さて、ルカによる福音書8章には「12年間、出血が止まらなかった女性の癒し」の話がありました。群衆の中に囲まれていたイエス様の後ろからイエス様の衣の房に触れた女性の記事です。そこでは、イエス様は彼女に「あなたの信仰があなたを救った」と言いました。ここでの「信仰」とは、「イエス様に救っていただきたいと切実な思いによって、イエス様に近づいたこと、救いを求めたこと」に繋がったのだと言えます。
さて、ルカによる福音書の7章では、部下の病を癒してほしいとイエス様の所に知人を遣わした百人隊長の記事がありました。イエス様に対して「ただ一言、おっしゃってください」と言葉を伝えた彼に対して、イエス様は「これほどの信仰を見たことがない」とほめたのです。・・・このように「信仰」とは「イエス様の言葉に対する絶対的な信頼と、神様への服従なのだと、言えます。
これらの「信仰」の下の行動に対して、イエス様の下した評価は、「あなたの信仰があなたを救った」でした。ここで言う「信仰」とは、「イエス様に救われた救いを心から喜び、神を賛美し、イエス様に感謝を伝え、この感謝と喜びの中に生きること」です。だから、今日の記事での「信仰」とは、直接的には応答することだと考えましょう。「いやし」に与りたいと願う信仰からより進んで、信仰に生きる。その一歩進んだ信仰。それは、「神様の救いと恵みを喜び、感謝して生きること」につながります。だから、一歩進んだ「救い」は、その信仰を支えに生きていくことなのです。この信仰こそが私達の信仰を育ててるのです。そして、このイエス様の救いと恵みに対する感謝と喜びこそ、私達の信仰と信仰生活、そして、人生を支える大きな力となります。

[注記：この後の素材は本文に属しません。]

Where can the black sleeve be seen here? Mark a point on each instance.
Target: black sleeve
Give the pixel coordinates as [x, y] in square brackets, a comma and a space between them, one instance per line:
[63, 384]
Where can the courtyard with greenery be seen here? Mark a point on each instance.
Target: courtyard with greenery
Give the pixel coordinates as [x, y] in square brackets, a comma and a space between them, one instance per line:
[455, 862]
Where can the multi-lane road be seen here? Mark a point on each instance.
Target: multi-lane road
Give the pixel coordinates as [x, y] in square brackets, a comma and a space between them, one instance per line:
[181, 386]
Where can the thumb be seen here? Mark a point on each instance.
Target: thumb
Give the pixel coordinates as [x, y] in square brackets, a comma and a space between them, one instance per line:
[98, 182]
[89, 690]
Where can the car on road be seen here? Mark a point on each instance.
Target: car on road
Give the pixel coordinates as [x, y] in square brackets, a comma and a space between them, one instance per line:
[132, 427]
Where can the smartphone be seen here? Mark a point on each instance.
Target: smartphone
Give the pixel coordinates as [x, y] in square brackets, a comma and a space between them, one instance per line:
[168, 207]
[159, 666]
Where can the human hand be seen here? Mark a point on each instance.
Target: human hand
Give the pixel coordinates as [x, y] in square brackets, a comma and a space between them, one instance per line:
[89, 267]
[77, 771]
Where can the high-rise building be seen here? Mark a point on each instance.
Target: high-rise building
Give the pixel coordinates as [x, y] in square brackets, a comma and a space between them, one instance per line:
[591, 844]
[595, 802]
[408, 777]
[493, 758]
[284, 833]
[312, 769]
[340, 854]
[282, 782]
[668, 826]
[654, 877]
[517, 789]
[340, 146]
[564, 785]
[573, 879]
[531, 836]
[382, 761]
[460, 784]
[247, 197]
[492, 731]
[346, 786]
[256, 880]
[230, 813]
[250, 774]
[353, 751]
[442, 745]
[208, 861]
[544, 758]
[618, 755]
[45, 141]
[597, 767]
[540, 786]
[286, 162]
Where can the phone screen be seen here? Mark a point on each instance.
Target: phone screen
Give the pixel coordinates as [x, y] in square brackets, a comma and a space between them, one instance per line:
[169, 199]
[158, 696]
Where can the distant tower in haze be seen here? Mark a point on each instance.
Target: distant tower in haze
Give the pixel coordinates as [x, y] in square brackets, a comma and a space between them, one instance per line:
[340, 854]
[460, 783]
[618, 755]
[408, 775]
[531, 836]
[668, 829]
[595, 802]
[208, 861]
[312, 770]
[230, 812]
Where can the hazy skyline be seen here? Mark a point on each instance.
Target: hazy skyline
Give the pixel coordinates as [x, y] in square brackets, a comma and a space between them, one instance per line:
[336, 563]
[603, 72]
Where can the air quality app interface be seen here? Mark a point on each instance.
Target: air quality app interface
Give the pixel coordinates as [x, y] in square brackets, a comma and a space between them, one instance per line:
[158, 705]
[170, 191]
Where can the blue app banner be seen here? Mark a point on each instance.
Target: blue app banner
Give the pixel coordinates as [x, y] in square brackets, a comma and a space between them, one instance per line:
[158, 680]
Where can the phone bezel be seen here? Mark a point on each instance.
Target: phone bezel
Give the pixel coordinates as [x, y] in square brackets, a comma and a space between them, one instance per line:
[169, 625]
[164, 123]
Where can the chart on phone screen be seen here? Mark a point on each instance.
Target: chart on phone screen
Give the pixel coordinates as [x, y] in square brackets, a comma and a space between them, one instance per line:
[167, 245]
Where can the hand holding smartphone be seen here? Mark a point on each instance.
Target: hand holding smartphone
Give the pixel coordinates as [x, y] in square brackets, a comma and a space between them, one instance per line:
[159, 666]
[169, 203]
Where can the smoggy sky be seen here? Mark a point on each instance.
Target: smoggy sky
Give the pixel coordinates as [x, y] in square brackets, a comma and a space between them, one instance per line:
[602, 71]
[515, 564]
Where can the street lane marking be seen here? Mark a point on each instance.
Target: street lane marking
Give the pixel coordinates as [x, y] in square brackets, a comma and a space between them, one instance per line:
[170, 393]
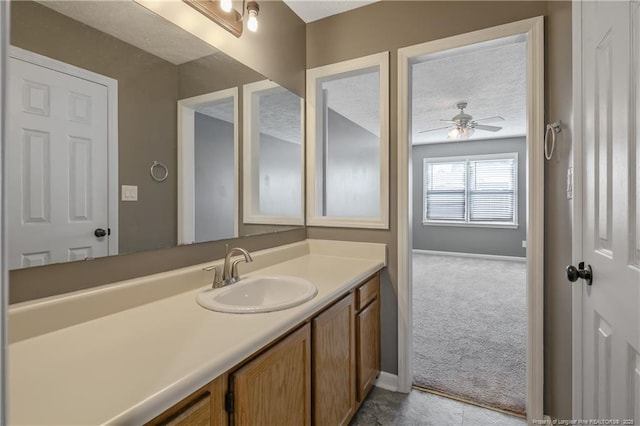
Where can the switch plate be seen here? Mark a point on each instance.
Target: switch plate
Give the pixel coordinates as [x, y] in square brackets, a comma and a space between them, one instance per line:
[129, 193]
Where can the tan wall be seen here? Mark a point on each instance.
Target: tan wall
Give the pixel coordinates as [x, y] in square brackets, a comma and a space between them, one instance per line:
[146, 127]
[279, 29]
[390, 25]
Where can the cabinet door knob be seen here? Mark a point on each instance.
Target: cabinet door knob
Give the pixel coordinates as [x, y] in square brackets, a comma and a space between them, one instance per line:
[573, 273]
[99, 232]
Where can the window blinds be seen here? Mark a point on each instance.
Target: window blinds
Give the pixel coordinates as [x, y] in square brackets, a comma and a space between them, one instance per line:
[471, 190]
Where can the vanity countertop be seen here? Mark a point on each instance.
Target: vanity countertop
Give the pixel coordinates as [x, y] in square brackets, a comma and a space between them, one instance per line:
[129, 366]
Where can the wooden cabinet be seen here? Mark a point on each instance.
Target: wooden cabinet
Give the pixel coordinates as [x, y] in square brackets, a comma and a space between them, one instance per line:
[275, 387]
[334, 364]
[202, 408]
[286, 382]
[368, 336]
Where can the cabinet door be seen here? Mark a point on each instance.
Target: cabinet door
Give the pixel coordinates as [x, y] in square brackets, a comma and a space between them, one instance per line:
[334, 364]
[275, 387]
[368, 325]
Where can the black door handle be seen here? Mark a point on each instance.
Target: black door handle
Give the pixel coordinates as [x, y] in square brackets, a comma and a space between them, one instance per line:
[574, 273]
[101, 232]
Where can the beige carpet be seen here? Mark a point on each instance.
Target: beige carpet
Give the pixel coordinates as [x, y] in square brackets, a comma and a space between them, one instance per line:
[469, 329]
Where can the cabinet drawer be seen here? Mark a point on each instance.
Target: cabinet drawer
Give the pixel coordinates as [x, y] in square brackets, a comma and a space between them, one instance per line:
[367, 292]
[198, 413]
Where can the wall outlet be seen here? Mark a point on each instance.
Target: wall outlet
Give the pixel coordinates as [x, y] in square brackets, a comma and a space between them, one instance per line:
[129, 193]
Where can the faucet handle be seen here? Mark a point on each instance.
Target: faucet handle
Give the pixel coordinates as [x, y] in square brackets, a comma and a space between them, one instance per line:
[216, 278]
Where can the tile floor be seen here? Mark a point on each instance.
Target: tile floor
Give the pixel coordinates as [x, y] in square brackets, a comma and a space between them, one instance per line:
[383, 407]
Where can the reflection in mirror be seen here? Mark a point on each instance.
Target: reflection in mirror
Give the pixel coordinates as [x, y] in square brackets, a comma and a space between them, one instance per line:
[348, 143]
[208, 167]
[95, 89]
[273, 154]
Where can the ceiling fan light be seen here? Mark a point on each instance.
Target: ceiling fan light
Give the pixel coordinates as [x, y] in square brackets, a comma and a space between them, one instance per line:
[226, 5]
[466, 132]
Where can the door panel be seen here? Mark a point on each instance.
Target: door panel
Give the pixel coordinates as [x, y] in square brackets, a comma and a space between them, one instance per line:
[57, 150]
[611, 313]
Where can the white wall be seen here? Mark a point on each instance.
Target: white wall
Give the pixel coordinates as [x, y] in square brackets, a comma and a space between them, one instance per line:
[214, 179]
[280, 184]
[353, 169]
[4, 282]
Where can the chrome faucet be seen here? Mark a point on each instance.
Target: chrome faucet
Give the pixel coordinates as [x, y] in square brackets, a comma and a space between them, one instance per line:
[230, 269]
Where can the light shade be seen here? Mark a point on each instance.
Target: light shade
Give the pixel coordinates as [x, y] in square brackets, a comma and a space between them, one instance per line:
[252, 11]
[226, 5]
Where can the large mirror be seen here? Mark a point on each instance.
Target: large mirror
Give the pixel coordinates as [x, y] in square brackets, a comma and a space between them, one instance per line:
[125, 134]
[348, 137]
[273, 154]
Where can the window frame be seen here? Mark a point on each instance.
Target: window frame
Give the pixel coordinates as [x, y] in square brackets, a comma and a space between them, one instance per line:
[466, 222]
[314, 128]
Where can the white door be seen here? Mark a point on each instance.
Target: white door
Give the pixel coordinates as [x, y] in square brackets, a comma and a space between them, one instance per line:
[611, 214]
[57, 166]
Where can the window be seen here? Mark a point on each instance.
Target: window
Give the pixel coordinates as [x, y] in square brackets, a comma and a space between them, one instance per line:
[476, 190]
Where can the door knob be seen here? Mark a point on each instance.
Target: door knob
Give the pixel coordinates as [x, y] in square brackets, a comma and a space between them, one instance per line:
[574, 273]
[99, 232]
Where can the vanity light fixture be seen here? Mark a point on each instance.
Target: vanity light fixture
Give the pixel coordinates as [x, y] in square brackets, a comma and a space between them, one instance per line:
[252, 11]
[226, 5]
[224, 14]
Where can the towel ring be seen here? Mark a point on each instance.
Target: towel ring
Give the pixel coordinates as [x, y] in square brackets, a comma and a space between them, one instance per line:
[159, 171]
[550, 137]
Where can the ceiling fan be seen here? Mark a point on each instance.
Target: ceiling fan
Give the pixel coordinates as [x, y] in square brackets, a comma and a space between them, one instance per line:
[463, 125]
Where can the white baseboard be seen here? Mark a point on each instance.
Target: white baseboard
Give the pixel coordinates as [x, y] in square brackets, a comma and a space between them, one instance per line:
[474, 255]
[387, 381]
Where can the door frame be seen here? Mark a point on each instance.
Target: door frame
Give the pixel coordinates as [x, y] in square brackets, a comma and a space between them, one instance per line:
[112, 127]
[186, 152]
[576, 211]
[534, 29]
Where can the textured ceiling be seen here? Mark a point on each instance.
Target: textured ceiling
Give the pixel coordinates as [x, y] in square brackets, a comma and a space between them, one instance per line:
[356, 97]
[313, 10]
[134, 24]
[490, 77]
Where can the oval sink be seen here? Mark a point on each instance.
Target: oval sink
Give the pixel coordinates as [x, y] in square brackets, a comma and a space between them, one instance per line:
[258, 294]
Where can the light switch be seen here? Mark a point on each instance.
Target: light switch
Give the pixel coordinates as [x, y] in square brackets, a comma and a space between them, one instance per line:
[129, 193]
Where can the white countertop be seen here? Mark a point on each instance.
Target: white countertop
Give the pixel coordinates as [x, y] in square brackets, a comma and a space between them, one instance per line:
[129, 366]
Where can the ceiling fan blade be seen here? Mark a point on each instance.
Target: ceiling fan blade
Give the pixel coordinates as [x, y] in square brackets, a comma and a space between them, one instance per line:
[487, 128]
[433, 130]
[491, 119]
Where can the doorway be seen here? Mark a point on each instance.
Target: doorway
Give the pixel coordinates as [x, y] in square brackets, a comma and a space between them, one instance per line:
[531, 30]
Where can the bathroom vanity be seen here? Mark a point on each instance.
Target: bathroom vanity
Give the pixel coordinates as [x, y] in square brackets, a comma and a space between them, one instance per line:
[143, 351]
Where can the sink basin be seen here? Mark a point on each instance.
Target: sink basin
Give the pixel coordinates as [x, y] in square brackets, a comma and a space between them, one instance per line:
[258, 294]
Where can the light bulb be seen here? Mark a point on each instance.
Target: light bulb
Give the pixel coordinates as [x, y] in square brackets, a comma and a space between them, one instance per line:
[226, 5]
[252, 11]
[252, 23]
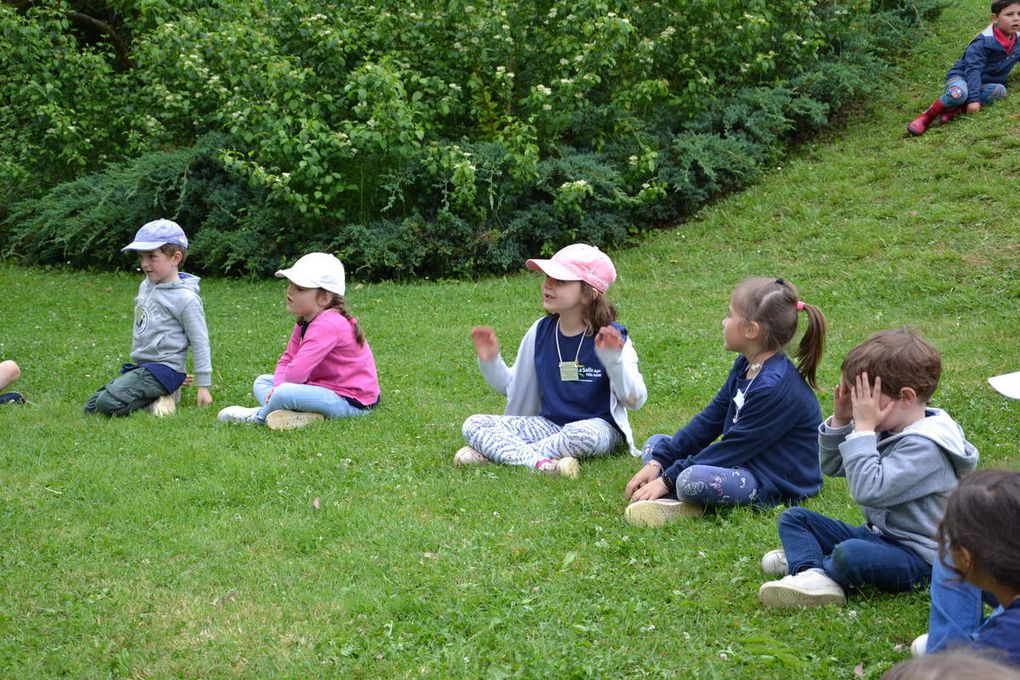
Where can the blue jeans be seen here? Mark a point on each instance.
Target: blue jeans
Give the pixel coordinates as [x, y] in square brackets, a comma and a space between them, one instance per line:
[310, 399]
[708, 484]
[852, 556]
[956, 93]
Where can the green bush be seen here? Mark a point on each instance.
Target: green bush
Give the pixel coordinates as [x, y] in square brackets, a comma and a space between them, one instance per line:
[414, 140]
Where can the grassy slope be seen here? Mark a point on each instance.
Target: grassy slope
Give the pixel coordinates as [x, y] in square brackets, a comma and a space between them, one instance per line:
[181, 546]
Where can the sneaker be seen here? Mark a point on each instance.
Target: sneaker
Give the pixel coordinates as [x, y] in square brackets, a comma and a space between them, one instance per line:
[164, 406]
[559, 467]
[774, 563]
[919, 645]
[468, 456]
[289, 420]
[660, 512]
[238, 414]
[808, 588]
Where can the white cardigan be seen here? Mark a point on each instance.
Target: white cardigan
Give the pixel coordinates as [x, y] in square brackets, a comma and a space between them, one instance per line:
[520, 383]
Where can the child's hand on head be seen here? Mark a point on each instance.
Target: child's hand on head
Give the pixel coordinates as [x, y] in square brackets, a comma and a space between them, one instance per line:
[609, 338]
[486, 343]
[204, 397]
[867, 404]
[843, 406]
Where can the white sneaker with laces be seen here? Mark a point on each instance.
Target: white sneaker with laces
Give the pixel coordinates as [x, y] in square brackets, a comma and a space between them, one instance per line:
[919, 645]
[559, 467]
[808, 588]
[774, 563]
[468, 456]
[237, 414]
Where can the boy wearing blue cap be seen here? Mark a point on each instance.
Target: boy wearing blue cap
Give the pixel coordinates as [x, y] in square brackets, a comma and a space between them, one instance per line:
[169, 317]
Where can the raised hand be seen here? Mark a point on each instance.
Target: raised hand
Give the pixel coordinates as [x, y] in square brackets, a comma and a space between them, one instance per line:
[486, 343]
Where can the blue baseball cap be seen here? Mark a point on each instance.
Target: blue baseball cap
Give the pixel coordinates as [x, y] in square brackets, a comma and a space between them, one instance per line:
[156, 233]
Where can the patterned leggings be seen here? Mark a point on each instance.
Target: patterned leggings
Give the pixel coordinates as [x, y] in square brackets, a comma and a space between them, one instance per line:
[709, 485]
[527, 439]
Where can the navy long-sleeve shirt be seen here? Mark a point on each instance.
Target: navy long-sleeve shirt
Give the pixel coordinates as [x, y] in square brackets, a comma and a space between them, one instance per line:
[774, 436]
[983, 61]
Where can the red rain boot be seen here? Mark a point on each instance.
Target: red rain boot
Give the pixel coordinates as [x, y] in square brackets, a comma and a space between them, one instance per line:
[949, 114]
[921, 122]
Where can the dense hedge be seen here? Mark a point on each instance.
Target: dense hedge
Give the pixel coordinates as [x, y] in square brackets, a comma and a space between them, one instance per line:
[414, 138]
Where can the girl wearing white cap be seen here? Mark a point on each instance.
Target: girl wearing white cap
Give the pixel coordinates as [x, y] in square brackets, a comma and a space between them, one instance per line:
[327, 369]
[574, 378]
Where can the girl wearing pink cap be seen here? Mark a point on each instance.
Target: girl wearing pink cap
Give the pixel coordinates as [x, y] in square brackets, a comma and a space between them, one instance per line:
[574, 378]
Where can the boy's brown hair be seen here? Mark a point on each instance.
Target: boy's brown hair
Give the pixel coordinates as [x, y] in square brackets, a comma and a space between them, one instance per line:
[169, 249]
[902, 358]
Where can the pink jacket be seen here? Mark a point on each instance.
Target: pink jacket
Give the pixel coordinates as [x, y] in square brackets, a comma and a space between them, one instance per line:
[329, 357]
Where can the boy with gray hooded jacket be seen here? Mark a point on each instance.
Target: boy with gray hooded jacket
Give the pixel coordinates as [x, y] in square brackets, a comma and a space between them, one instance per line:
[902, 460]
[169, 317]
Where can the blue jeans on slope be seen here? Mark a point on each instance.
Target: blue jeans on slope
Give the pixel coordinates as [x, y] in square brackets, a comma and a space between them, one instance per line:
[310, 399]
[956, 93]
[852, 556]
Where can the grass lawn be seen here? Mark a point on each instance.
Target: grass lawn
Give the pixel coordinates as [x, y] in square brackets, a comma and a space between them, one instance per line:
[183, 546]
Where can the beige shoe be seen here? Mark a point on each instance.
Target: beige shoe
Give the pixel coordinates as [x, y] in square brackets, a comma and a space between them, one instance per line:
[774, 563]
[289, 420]
[164, 406]
[560, 467]
[808, 588]
[468, 456]
[660, 512]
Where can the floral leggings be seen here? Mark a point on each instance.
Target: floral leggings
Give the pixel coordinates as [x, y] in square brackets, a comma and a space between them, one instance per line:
[708, 484]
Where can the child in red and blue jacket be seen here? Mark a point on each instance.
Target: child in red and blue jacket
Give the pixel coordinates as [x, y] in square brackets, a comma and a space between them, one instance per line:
[979, 75]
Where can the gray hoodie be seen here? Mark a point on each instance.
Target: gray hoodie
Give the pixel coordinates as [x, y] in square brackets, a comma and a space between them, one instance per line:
[168, 318]
[902, 480]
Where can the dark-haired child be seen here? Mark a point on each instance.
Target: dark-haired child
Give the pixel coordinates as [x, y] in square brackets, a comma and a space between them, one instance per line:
[978, 77]
[327, 369]
[902, 460]
[574, 378]
[979, 534]
[169, 318]
[766, 414]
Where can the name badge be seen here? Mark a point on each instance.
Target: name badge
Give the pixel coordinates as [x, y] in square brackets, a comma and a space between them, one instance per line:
[568, 371]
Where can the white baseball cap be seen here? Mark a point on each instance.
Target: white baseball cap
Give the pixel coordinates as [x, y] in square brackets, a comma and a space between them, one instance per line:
[1007, 384]
[316, 270]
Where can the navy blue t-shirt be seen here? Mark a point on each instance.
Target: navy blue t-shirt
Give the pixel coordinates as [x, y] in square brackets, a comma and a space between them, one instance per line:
[569, 401]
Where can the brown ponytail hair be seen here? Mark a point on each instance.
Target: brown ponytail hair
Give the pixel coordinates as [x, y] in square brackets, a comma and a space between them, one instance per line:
[338, 303]
[774, 305]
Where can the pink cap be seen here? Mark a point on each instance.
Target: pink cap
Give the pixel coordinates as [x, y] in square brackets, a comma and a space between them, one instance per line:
[578, 262]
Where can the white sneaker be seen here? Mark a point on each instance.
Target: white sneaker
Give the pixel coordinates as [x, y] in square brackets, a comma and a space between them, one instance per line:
[163, 406]
[808, 588]
[919, 645]
[285, 419]
[774, 563]
[660, 512]
[560, 467]
[237, 414]
[468, 456]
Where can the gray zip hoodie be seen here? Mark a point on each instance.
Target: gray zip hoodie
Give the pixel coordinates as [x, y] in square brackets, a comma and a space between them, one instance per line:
[902, 480]
[168, 318]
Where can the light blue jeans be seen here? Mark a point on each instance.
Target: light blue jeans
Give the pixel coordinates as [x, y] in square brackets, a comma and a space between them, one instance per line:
[956, 93]
[310, 399]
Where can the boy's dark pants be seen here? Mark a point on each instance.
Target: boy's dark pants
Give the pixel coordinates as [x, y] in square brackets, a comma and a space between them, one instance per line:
[125, 394]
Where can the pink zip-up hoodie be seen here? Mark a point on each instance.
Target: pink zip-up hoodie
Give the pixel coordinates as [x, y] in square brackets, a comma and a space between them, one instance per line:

「あなたの信仰があなたを救った。」これは、病が治ったのであろうほかの9人と違って、この一人のサマリア人、が受け取った最も恵まれたの出来事でした。この日から、彼は新たな命を得たのです。彼は、私たちと同じです。イエス様を主として結ばれたのです。サマリア人にも救いが来ました。天の国にこのサマリア人は招待されたのです。ユダヤ人にさげすまれていたサマリア人であって、さらには、不幸にも重い皮膚病にかかって、目の前が真っ暗だった彼に、イエス様の恵みが降り注いだのです。ほかの9人も、イエス様の癒しの力を信じる信仰を持っていました。その結果、健康と言う贈り物を受け取りました。しかし、残念で鵜。彼らは救いの約束を受け取りに来なかったのです。・・・でも、一人だけサマリア人が、イエス様の恵みに与りました。そして、神様を賛美したときに信仰に生きる決意が生まれました。・・・ルカは、この「応答の出来事」を喜ばいしい訪れ(福音)として、福音書に書き留めたのです。
聖書にある通り、サマリア人の心にあったのは神様への感謝、イエス様への感謝の思いでありました。彼の信仰の根底には、癒されたこと以上に救われたことへの感謝と喜びがあります。そして、感謝して受け取るだけではなく、喜んでイエス様に仕えることを言い伝えました。この一歩進んだ信仰こそ私達の信仰を持ち続け、強めていく原動力となるのです。この感謝と喜びをもって歩んで行きたい そう願ってまいりましょう。